Hydra 70 flechette rockets and the 30-millimeter chain guns were used against anti-aircraft gun positions guarding the radar sites, as the Apaches moved to within 4,000 meters of the positions. The Apaches destroyed every piece of radar equipment at each site, shattering buildings and vans. Gen. Cody’s wingman took enemy fire, and with three bullet holes through the rotor blades continued to fly the aircraft.

Operation Desert Storm

AH-64A Apache advanced attack and OH-58D Kiowa Warrior helicopters of the 101st Airborne Division (Air Assault) stand ready at a forward operating base during Operation Desert Storm. U.S. Department of Defense photo by Staff Sgt. Dean Wagner

Iraqi air defense forces also fired at least two heat-seeking missiles at the joint Army-Air Force helicopter formation, but the missiles were avoided through electronic countermeasures and evasive action. There were no aircrew casualties. As the Apaches headed south away from the havoc, they heard more than a hundred jet aircraft overhead, passing through the gap in the radar, bound for Baghdad.
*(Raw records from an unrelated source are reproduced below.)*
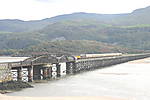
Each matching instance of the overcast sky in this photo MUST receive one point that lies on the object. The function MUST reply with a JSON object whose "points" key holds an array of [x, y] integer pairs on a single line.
{"points": [[39, 9]]}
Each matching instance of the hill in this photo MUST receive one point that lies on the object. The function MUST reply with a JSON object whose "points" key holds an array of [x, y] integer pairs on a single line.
{"points": [[130, 30]]}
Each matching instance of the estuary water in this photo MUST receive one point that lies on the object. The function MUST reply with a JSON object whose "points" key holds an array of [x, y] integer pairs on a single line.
{"points": [[129, 80]]}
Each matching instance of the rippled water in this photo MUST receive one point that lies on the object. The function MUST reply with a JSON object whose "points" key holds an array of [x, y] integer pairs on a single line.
{"points": [[129, 80]]}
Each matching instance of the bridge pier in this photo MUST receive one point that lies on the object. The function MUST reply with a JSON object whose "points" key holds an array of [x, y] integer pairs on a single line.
{"points": [[19, 72], [30, 74]]}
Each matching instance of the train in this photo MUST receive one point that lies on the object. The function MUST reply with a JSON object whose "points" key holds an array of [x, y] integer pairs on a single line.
{"points": [[84, 56]]}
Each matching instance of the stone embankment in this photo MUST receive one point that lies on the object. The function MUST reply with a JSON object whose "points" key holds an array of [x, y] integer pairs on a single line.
{"points": [[11, 86]]}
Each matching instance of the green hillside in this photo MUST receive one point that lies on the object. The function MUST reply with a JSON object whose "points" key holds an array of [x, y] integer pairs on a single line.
{"points": [[130, 30]]}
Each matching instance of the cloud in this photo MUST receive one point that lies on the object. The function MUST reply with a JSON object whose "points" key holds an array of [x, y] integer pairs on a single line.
{"points": [[46, 1]]}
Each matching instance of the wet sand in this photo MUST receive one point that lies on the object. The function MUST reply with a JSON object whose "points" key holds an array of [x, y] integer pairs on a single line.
{"points": [[3, 97]]}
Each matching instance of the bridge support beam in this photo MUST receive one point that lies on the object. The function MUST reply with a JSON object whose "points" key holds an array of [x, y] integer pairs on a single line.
{"points": [[30, 74], [19, 72]]}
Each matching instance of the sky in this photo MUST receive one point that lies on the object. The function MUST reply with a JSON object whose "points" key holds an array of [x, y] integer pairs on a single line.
{"points": [[40, 9]]}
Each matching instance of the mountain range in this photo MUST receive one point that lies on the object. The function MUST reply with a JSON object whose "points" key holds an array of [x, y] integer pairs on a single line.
{"points": [[130, 30]]}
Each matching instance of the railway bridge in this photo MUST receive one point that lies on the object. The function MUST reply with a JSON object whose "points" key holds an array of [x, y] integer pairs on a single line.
{"points": [[53, 66]]}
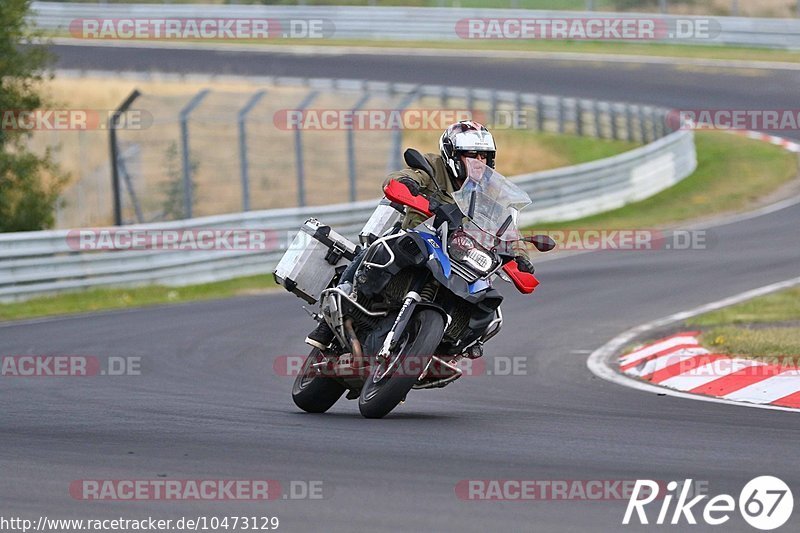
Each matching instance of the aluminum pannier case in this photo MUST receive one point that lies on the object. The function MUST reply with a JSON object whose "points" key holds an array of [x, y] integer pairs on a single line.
{"points": [[311, 262]]}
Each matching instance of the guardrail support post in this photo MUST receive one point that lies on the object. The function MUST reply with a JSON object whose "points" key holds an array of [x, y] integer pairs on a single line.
{"points": [[493, 108], [629, 122], [612, 113], [598, 128], [642, 125], [395, 158], [243, 164], [298, 151], [113, 122], [187, 165], [539, 114], [351, 149]]}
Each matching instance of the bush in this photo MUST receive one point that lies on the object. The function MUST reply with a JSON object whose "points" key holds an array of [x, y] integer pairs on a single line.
{"points": [[30, 184]]}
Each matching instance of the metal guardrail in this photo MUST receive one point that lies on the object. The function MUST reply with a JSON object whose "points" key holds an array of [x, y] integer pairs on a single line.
{"points": [[36, 263], [410, 23]]}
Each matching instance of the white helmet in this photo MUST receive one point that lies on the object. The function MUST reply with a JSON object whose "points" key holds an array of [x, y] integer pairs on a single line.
{"points": [[461, 138]]}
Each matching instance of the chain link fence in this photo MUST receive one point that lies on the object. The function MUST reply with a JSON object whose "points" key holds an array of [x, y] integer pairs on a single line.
{"points": [[745, 8], [296, 143]]}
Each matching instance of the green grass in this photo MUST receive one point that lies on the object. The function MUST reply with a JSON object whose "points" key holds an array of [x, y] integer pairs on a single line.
{"points": [[565, 149], [732, 173], [763, 328], [740, 53], [778, 307], [107, 299]]}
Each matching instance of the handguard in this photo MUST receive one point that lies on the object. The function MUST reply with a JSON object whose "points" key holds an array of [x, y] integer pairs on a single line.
{"points": [[399, 193], [524, 281]]}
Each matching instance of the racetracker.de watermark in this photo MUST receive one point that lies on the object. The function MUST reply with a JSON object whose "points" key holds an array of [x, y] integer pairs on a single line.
{"points": [[372, 119], [412, 366], [592, 28], [30, 366], [734, 119], [624, 239], [197, 239], [560, 489], [198, 489], [73, 119], [200, 28]]}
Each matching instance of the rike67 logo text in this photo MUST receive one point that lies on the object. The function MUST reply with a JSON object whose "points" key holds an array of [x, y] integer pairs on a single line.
{"points": [[765, 502]]}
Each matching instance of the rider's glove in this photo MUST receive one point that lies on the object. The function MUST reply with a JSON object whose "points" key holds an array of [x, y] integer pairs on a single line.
{"points": [[524, 264], [412, 185]]}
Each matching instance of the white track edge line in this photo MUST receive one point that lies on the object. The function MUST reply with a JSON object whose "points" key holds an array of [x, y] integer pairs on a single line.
{"points": [[600, 364]]}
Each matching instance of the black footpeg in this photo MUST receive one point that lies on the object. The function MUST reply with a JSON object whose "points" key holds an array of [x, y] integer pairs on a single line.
{"points": [[474, 352]]}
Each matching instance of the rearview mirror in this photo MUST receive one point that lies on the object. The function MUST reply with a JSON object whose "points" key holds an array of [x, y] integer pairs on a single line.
{"points": [[543, 243]]}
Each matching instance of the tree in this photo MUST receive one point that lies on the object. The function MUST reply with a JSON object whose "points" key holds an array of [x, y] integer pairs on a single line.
{"points": [[30, 184]]}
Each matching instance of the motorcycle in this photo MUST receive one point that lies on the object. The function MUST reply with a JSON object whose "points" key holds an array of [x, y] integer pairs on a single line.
{"points": [[423, 298]]}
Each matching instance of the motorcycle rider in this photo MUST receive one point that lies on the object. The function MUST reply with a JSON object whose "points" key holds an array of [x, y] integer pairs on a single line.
{"points": [[459, 142]]}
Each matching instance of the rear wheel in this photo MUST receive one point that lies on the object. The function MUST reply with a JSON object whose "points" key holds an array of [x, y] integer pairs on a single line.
{"points": [[390, 381], [315, 393]]}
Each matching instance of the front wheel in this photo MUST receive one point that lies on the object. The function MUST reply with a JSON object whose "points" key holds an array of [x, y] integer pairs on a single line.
{"points": [[390, 381], [315, 393]]}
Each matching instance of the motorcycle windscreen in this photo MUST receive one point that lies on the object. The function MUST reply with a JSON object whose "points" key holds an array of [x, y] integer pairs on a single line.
{"points": [[490, 201]]}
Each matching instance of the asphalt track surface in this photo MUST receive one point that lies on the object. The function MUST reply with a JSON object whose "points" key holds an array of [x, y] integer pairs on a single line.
{"points": [[209, 405]]}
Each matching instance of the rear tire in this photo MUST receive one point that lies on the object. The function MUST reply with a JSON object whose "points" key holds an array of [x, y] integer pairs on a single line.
{"points": [[312, 393], [379, 396]]}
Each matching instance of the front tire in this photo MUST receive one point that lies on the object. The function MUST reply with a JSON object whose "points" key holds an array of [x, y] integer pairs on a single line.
{"points": [[313, 393], [383, 390]]}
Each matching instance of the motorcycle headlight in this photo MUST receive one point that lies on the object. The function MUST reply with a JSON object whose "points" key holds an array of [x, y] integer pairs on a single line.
{"points": [[479, 261], [464, 249]]}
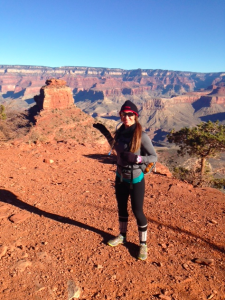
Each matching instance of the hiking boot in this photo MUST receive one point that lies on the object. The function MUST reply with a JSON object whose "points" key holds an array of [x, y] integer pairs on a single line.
{"points": [[143, 252], [120, 239]]}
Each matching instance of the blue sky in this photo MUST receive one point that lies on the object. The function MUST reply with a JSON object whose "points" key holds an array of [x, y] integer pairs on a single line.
{"points": [[182, 35]]}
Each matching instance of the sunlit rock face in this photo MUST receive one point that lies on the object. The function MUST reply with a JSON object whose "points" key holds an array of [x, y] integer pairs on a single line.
{"points": [[55, 94]]}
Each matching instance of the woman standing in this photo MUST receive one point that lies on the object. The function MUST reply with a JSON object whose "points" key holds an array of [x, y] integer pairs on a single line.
{"points": [[134, 148]]}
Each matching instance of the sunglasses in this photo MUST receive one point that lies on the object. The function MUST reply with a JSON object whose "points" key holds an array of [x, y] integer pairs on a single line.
{"points": [[123, 114]]}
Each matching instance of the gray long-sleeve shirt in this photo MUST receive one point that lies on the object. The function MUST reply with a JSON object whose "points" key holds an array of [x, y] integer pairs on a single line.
{"points": [[147, 153]]}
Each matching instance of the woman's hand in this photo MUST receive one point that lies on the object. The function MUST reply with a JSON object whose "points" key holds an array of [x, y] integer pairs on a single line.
{"points": [[129, 157]]}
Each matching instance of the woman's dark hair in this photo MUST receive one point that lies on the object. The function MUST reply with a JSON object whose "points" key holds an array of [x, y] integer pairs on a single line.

As the air campaign against Iraq was mounted, Special Operations Forces emplaced radar beacons along the northern Saudi border. Coalition pilots used the beacons to confirm their position when entering and leaving Iraq and they aided in command and control of allied aircraft.

The raid on early warning sites “was a great coming out party for the Apache.”

Soon after the raid, Gen. Cody’s battalion rejoined their parent 101st Airborne Division (Air Assault) as it prepared for the coming large-scale ground war. His unit took part in air assaults into several forward-operating bases deep inside Iraq. The Apache battalion was soon engaging Iraqi SA-6s, other air defense missiles, and enemy armored vehicles, as it protected a brigade of infantry projected more than a hundred miles into enemy territory. No other Army in the world could have moved that rapidly in a deep vertical envelopment, Gen. Cody concluded. He added that the raid on early warning sites “was a great coming out party for the Apache.”